The required diagram is shown in Figure 5

  

From the above figure the voltage across the capacitor is calculated as,

  $\begin{array}{c}{V}_C=\left(\frac{-j666.67\Omega }{-j666.67\Omega +j\left(2.25\times {10}^{-4}\right)\Omega }\right)\left(8.5\angle -0.003°\text{V}\right)\\ =\left(0.9999-j5.9997\times {10}^{-3}\right)\left(8.5\angle 0.003°\text{V}\right)\\ =\left(0.9999-j5.9997\times {10}^{-3}\right)\left(8.5\angle 0.003°\text{V}\right)\\ =8.5\angle 0.35°\text{V}\end{array}$ ....... (3)

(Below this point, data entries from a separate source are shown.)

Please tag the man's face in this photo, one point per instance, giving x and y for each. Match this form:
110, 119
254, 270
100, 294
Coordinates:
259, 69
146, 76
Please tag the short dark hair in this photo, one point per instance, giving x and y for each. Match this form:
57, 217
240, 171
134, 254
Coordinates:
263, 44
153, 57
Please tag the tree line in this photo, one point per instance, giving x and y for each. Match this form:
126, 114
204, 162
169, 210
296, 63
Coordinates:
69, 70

The general form for the expression of voltage across the capacitor is given by,

  $v_C\left(t\right)=V_m\cos \left(\omega t+\varphi \right)$

From above and from equation (3), the general form of the voltage across the capacitor is given by,

  $v_C\left(t\right)=8.5\cos \left(\omega t-0.35°\right)$

Substitute $300\text{rad}/\text{s}$ for $\omega$ in the above equation.

  $v_C\left(t\right)=8.5\cos \left(300t-0.35°\right)$

Conclusion:

Therefore, the Thevenin equivalent of the network seen by the capacitor $C$ is shown in Figure 5. The value of the voltage $v_C\left(t\right)$ is $8.5\cos \left(300t-0.35°\right)$.